Shouldnt most numbers (66%) lies within the scope of μ +- s? (88.65 - 113.15, if s = 12.25)?
As that is the definition of a standard deviation.

 

[hutchphd]

Redo (2), it cannot be correct.

 

[Mark44]

$$s^2 = \frac 1 {n-1} * \sum_{j=1}^n {x_j - μ*}$$

Your formula for the sample variance is wrong, but I suspect this is a typo. Each term in the summation should be squared, like so:
$$s^2 = \frac 1 {n-1} * \sum_{j=1}^n (x_j - μ*)^2$$

$$s^2 = 1/7 * ((115 - 100.9)^2 + (82 - 100.9)^2 ... + (92-100.9)^2) = 1200.88$$

You have a typo here, also. The number you calculated is just the sum of the squared terms, without being multiplied by 1/7.

After the multiplication by 1/7, I get $s^2 \approx 171.6$, from which the variance s is a bit larger than 13.

$$s = \sqrt s = 34.65$$

The line above is missing an exponent. It should be $s = \sqrt{s^2} \dots$

With all that being said, you aren't using the fact that this is a Poisson distribution. The mean is calculated as you did it, but what are the variance and standard deviation in a Poisson distribution?

If I calculate the Poisson variance, and divide by sqrt(8), I get the book's answer.

 

[uart]

As already pointed out, you've made a simple arithmetic error somewhere in your calculation of the standard deviation.

Further, it seems that the question might be asking for something other than just the standard deviation of the distribution of the sample mean. While we might sometimes loosely refer to the standard deviation as an estimate of the error in a measurement, it is of course actually the square root of the mean squared error.

Technically the mean (signed) error in the sample mean is always zero, but it seems like this question may be asking for the mean absolute error (of the sample mean).

My approach would be to assume that the mean of the 10 Poisson random variable was close enough to normal to take the absolute error as approx a half normal distribution with \sigma = s/\sqrt{n}, and find it's mean.

 

[uart]

If I calculate the Poisson variance, and divide by sqrt(8), I get the book's answer.

Good catch Mark, that's probably what they are looking for then. My approach gets an answer of 3.69, which is approx 4% higher than the book answer.

 

[hutchphd]

My approach would be to assume that the mean of the 10 Poisson random variable was close enough to normal to take the absolute error...

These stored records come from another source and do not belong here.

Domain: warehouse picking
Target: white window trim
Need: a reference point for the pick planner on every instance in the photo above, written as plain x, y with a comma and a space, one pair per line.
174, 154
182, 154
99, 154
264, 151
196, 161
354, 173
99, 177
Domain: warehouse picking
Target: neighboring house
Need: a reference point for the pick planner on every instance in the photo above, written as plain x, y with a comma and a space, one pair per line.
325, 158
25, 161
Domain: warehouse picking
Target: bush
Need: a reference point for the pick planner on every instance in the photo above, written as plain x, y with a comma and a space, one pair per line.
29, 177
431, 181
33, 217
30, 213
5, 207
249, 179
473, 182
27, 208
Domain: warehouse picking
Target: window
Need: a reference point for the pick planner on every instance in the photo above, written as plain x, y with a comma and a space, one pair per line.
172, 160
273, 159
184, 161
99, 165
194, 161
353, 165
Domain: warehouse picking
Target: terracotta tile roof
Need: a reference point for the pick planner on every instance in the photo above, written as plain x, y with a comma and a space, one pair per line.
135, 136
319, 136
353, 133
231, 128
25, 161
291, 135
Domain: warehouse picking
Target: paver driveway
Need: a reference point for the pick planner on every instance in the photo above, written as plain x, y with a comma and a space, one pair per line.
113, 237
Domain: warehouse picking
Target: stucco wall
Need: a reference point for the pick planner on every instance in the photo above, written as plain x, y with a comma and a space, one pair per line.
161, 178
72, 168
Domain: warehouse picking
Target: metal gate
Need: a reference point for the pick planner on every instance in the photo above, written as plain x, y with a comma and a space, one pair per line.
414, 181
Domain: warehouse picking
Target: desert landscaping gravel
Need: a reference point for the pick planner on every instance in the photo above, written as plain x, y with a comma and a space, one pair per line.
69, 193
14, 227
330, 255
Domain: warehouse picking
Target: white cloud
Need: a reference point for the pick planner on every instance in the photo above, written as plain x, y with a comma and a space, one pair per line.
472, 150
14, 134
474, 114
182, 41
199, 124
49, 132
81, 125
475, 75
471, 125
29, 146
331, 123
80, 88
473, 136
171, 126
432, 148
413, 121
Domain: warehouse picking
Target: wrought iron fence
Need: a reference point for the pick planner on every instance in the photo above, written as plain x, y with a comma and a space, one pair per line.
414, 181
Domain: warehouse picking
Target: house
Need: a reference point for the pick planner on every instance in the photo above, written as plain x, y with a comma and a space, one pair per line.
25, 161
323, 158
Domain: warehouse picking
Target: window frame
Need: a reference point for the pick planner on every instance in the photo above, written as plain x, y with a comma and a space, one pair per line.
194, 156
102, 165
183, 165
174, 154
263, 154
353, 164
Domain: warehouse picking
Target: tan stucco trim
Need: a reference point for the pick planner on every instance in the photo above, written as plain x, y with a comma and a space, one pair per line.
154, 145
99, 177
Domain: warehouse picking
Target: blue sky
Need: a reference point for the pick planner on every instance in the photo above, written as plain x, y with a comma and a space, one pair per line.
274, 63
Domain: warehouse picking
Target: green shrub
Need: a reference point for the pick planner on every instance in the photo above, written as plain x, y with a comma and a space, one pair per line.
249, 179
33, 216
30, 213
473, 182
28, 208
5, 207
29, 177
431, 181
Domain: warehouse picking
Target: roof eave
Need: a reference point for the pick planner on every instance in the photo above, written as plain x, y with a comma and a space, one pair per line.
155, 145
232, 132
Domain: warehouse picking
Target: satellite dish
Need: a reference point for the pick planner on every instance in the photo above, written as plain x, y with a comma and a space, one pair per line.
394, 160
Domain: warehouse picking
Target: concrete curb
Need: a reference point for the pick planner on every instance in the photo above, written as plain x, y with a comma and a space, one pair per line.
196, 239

The issue here is the omniscient mean. If for some reason God tells you the actual mean of your distribution, you divide the sum of the calculated variances by n. This is seldom true (at least for agnostic me). If instead you estimate the mean from the data then you have a potentially biased mean and you must divide by n-1. This represents that you have reduced the number of independent data by one because of the mean.
So here you would use n-1 for any distribution. (Usually I just use n anyway because if it really makes a difference your data set is pretty danged small...)

 

[uart]

The issue here is the omniscient mean. If for some reason God tells you the actual mean of your distribution, you divide the sum of the calculated variances by n. This is seldom true (at least for agnostic me). If instead you estimate the mean from the data then you have a potentially biased mean and you must divide by n-1

Yes, you need to use n-1 to calculate the sample variance and standard deviation (estimate of \sigma), but the standard deviation of the sample mean is \sqrt{n} times less than the standard deviation of the individual initial data, and here we really do need to use n rather than n-1.

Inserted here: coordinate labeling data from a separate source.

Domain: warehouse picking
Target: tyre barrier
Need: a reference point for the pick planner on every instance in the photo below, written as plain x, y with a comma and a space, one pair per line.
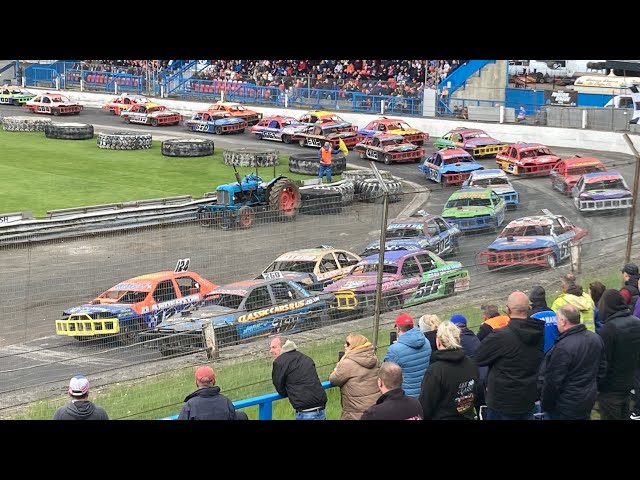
345, 188
371, 191
187, 147
69, 131
320, 201
309, 163
123, 141
24, 124
251, 157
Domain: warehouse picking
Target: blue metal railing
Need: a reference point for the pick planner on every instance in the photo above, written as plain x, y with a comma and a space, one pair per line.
264, 402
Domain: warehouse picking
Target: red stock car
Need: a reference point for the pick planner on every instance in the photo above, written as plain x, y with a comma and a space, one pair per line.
53, 104
566, 173
387, 148
527, 159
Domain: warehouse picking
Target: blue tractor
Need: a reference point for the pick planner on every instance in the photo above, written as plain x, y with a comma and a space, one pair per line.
238, 204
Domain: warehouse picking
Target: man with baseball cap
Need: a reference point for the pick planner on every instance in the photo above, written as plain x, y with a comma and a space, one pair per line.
207, 403
412, 351
80, 408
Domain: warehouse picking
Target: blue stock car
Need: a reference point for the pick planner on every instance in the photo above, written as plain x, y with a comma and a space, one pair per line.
243, 310
449, 166
421, 232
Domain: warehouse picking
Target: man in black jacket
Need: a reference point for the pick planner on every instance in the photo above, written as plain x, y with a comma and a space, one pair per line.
513, 354
294, 376
621, 336
570, 369
207, 403
393, 404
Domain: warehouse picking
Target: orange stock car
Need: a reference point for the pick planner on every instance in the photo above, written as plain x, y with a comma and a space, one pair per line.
119, 104
237, 110
135, 304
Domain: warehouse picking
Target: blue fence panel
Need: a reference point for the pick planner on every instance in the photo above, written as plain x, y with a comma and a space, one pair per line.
264, 402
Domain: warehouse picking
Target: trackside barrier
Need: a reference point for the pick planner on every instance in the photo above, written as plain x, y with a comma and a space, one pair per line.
264, 402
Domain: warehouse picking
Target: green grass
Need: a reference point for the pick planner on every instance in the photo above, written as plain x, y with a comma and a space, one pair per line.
163, 394
38, 174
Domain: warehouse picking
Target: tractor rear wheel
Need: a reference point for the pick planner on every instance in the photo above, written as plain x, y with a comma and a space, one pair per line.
284, 198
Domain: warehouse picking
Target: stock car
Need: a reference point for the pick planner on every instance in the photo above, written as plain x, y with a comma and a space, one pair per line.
237, 110
496, 180
527, 159
151, 114
389, 149
135, 304
326, 263
403, 273
53, 104
314, 117
218, 123
602, 191
119, 104
568, 171
474, 209
278, 128
394, 126
316, 135
423, 231
14, 95
449, 166
243, 310
543, 240
475, 141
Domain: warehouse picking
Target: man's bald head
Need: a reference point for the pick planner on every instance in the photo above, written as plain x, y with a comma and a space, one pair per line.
518, 305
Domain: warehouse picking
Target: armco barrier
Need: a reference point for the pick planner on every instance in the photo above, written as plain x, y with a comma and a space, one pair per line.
264, 402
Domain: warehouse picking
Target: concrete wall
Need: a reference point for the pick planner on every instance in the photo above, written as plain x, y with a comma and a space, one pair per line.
551, 136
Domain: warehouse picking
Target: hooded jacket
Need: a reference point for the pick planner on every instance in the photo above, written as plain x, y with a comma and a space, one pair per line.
449, 386
541, 311
80, 410
357, 376
577, 297
294, 376
207, 404
412, 352
513, 355
621, 336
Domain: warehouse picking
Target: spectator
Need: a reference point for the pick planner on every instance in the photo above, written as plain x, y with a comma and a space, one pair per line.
576, 296
295, 377
621, 336
629, 290
412, 352
449, 385
207, 403
513, 355
428, 325
596, 289
541, 311
324, 154
393, 404
492, 320
357, 376
570, 370
80, 407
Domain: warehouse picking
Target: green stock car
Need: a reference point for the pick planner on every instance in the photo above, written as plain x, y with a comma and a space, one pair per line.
11, 95
473, 209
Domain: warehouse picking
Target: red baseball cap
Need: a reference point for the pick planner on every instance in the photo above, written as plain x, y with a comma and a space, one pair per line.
404, 319
204, 374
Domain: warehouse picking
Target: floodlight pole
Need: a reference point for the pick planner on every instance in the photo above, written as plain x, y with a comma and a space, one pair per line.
383, 240
632, 213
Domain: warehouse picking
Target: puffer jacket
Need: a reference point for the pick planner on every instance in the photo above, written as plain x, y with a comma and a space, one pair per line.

The main difference between Mark's approach and mine is that the Poisson distribution allows you to imply the standard deviation directly from the mean, rather than actually calculate the sample standard deviation.

 

[hutchphd]

Yes, you need to use n-1 to calculate the sample variance and standard deviation (estimate of σ), but the standard deviation of the sample mean is n times less than the standard deviation of the individual data samples, and this term really is n rather than n-1.

I have no idea what you are talking about.

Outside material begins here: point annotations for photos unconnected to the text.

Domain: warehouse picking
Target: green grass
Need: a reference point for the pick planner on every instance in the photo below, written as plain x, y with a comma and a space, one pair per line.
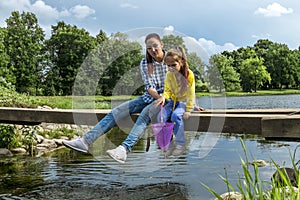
252, 187
10, 98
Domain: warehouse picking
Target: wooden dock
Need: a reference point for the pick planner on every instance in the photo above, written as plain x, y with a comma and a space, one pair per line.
269, 123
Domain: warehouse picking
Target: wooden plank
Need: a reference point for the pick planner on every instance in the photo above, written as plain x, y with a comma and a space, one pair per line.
269, 123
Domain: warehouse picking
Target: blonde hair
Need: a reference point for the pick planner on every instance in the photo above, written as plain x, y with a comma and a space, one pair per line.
148, 56
179, 55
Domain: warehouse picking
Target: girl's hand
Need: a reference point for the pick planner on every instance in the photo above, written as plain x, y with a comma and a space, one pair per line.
160, 101
186, 115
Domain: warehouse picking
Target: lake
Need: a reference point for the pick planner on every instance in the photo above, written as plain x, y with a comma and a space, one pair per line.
67, 174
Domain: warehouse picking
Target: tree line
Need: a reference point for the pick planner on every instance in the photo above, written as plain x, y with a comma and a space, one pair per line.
73, 60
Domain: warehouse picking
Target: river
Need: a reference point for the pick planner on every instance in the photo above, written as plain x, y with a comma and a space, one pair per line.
67, 174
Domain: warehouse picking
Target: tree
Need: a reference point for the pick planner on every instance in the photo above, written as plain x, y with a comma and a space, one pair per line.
222, 74
171, 42
253, 74
120, 56
24, 42
4, 59
68, 47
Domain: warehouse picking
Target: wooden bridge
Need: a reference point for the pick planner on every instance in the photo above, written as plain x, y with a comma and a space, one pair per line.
279, 124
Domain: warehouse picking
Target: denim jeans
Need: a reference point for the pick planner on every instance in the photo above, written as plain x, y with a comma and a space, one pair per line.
110, 120
176, 117
137, 105
148, 114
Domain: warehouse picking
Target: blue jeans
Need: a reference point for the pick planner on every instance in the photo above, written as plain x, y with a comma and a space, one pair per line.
176, 117
120, 112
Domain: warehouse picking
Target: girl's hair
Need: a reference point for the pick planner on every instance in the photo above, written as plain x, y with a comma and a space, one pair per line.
179, 55
148, 56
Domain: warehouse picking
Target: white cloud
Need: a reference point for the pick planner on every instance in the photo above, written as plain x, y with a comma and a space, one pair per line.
81, 12
274, 10
10, 5
45, 12
204, 48
128, 5
168, 30
212, 48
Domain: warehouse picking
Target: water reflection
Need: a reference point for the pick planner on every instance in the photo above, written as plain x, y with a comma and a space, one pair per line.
80, 176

There are 8 samples here and the OP is estimating the $\sigma$. There is no estimate of the standard deviation of the "individual" data. Only if they were themselves averaged would your statement make sense.

So he divides by n-1

 

[uart]

I have no idea what you are talking about.

There are 8 samples here and the OP is estimating the $\sigma$. There is no estimate of the standard deviation of the "individual" data. Only if they were themselves averaged would your statement make sense.

So he divides by n-1

Yes, to find the standard deviation (hence estimate \sigma) of the sampled data (x), that's correct.

However the sample mean itself is also a random variable, and that random variable has a \sigma of 1 / \sqrt{n} times that of x.

\sigma_{\bar{x}} = \sigma_{x} / \sqrt{n}

BTW. Sorry, I meant to say "initial data" rather than "individual data points", will edit to make that clearer.

 

[hutchphd]

But the OP only made one estimate of the sample mean so $\sigma_{sample mean}=\sigma_x$ because N=1. Not to be unkind, but the comment is correct but irrelevant and slightly confusing.
Had he repeated the experiment, it would be both true and relevant.

 

[uart]

But the OP only made one estimate of the sample mean so $\sigma_{sample mean}=\sigma_x$ because N=1.

That is incorrect. The relevant value of n to use when calculating the standard deviation of the sample mean is the number of data points in the sample.

Just to be clear, what I'm saying is that the relevant value of n to use in the following equation is n=8
\sigma_{\bar{x}} = \sigma_{x} / \sqrt{n}

 

[hutchphd]

That is incorrect. The relevant value of n to use when calculating the standard deviation of the sample mean is the number of data points in the sample.

Just to be clear, what I'm saying is that the relevant value of n to use in the following equation is n=8
\sigma_{\bar{x}} = \sigma_{x} / \sqrt{n}

What is $\sigma_x$ in your equation and how does the OP calculate it from his data ?

 

[hutchphd]

Oh I see what you mean...yes we agree. Sorry. They do seem to want the error in the mean.

 

[Addez123]

First of all, sorry for all the typos in the description. I was really tired when I wrote that.

Secondly,

With all that being said, you aren't using the fact that this is a Poisson distribution. The mean is calculated as you did it, but what are the variance and standard deviation in a Poisson distribution?

Ok so I calculated variance by the poison defintion of variance: V(X) = μ
That makes
$$D(μ*) = \frac {\sqrt μ}{\sqrt 8} = 3.55$$
which is the correct answer.

Thanks everyone for your help!

 

[uart]

The book says the answer is 3.55, which first of all doesn't feel resonable either.

Shouldnt most numbers (66%) lies within the scope of μ +- s?

Good that you now have the right answer, but I feel that you may still be unclear on what it means.

The quoted interpretation is not correct. The value you are calculating is the standard error of the sample mean, not that of the data points. That is, there is about a 68% probability that the true mean (\mu) will be within the range 100.88 +/- 3.55

As for your first attempt, if not for the arithmetic errors then the result that you would have got using the sample standard deviation was 4.63. This is actually also a valid estimate (of the above), however it as not as reliable as the value found by deducing the standard deviation from the distribution and mean (3.55).